I am quite confused already. the specific volume when the water vapor is superheated, it is 0.3066 m^3/kg since constant volume cooldown, so at point 2 it also should be 0.3066m^3/kg however when i check the steamtable, the saturated vapor of 0.3066m^3/kg does not fall into the 150 degree celcius.

At point 2, you have a combination of liquid and water vapor, with a weighted average specific volume of 0.3066. Let V be the volume of the container, and let M be the total mass of water in the container. Then $$0.3066M=V$$Now, if x is the mass fraction of water vapor and (1-x) is the mass fraction of liquid water, then the volume of water vapor must be $0.393Mx$ and the volume of liquid water must be $0.001091M(1-x)$. Therefore, the total volume is $$0.393Mx+0.001091(1-x)M=V=0.3066M$$So, $$0.393x+0.001091(1-x)=0.3066$$

 

[michealyap]

Hi, may i know how do you get the volume of water vapor must be 0.393Mx and liquid water must be 0.001091m. is it because to find the speicifc volume at the degree of 150 celcius?

 

[michealyap]

by solving the equation 0.393 x + 0.001091 ( 1 − x ) = 0.3066. i got x is 0.779 which is mass fraction of vapor then i got 0.221 for saturated liquid so for specific internal energy, i used interpolation to get the internal energy of saturated vapour and liquid the 150 degree celcius.
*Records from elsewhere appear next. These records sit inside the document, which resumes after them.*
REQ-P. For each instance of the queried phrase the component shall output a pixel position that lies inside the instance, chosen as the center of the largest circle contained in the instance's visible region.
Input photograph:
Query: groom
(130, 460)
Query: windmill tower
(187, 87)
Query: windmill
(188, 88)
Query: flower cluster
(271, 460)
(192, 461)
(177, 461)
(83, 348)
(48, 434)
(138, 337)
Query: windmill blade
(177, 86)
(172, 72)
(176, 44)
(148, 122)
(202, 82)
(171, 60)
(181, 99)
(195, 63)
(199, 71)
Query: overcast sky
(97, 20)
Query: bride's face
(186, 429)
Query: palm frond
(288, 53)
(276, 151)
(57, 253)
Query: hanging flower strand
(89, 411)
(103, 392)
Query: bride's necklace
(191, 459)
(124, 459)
I got 631.40075 kj/kg for saturated liquid, then i got 2559.49kj/kg for saturated vapor. so by multiplying mass fraction of respected specific internal energy, 631.4075*= specific internal energy for saturated liquid in the system at point 2, then 2559.49kj/kg/for saturated vapor in the system at point 2.To get Ufg = 2558.49-631.4065=1928.081 kj/kg. =using the fomula Uavg= Uf+ X*Ufg = 631.4075 +0.78 *1928.089= 2135.310kj/kg. specific internal energy is 2135.310kj/kg at point 2.

 

[Chestermiller]

by solving the equation 0.393 x + 0.001091 ( 1 − x ) = 0.3066. i got x is 0.779 which is mass fraction of vapor then i got 0.221 for saturated liquid so for specific internal energy, i used interpolation to get the internal energy of saturated vapour and liquid the 150 degree celcius. I got 631.40075 kj/kg for saturated liquid, then i got 2559.49kj/kg for saturated vapor. so by multiplying mass fraction of respected specific internal energy, 631.4075*= specific internal energy for saturated liquid in the system at point 2, then 2559.49kj/kg/for saturated vapor in the system at point 2.To get Ufg = 2558.49-631.4065=1928.081 kj/kg. =using the fomula Uavg= Uf+ X*Ufg = 631.4075 +0.78 *1928.089= 2135.310kj/kg. specific internal energy is 2135.310kj/kg at point 2.
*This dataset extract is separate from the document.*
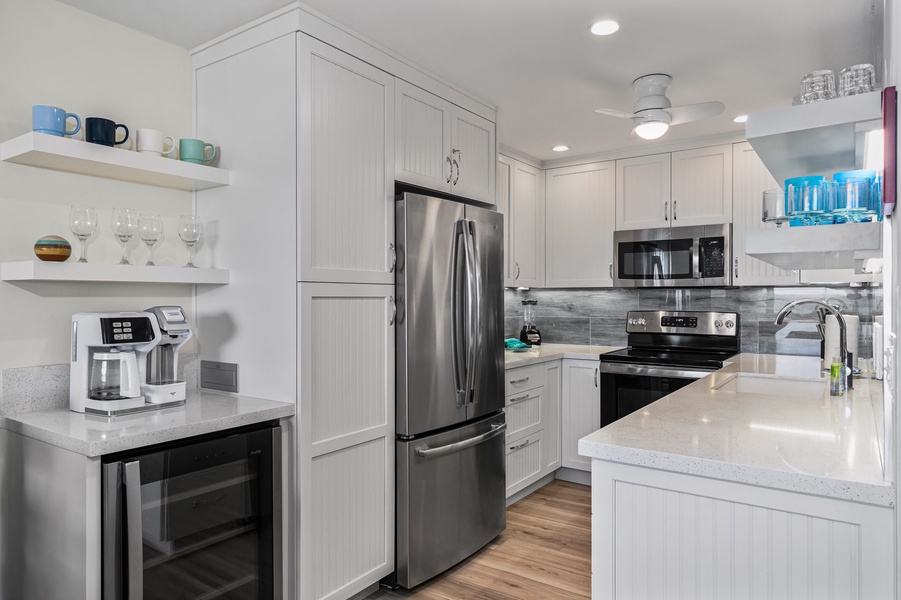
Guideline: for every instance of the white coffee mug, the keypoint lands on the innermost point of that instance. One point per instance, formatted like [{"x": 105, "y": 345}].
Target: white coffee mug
[{"x": 151, "y": 141}]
Your approach looks correct. But there was actually no need to do any interpolation. In your set of steam tables, there should not only be a table for saturated conditions at specified pressures, but also a table for saturated conditions at 10 degree increments of temperature. For 150 C, that table gives the following values:

Equilibrium pressure = 4.758 bars
Specific volume of liquid = 0.001091 m^3/kg
Specific volume of vapor = 0.393 M^3/kg
Internal energy of liquid = 631.7 kj/kg
Internal energy of vapor = 2559 kj/kg
Enthalpy of saturated liquid = 632.2 kj/kg
Enthalpy of saturated vapor = 2746 kj/kg

 

[michealyap]

hi, after that i do not know how to proceed. 1st law of thermodynamics change of internal energy = Q- W. for the process of 1 to 2, constant volume so work done on this is equal to zero. therefore internal energy of procee 1 - process 2 = 2597.3 kj/kg - 2135.310 kj/kg = 462kj/kg. heat transfer out of the system. then how to find the work done for the system?

 

[Chestermiller]

hi, after that i do not know how to proceed. 1st law of thermodynamics change of internal energy = Q- W. for the process of 1 to 2, constant volume so work done on this is equal to zero. therefore internal energy of procee 1 - process 2 = 2597.3 kj/kg - 2135.310 kj/kg = 462kj/kg. heat transfer out of the system. then how to find the work done for the system?

Didn't you just say that the work is zero?

 

[michealyap]

Hello, yea i thought the question is asking the whole system first is constant volume , then is condensed isothermally. so the specific workdone is on the process of condensation.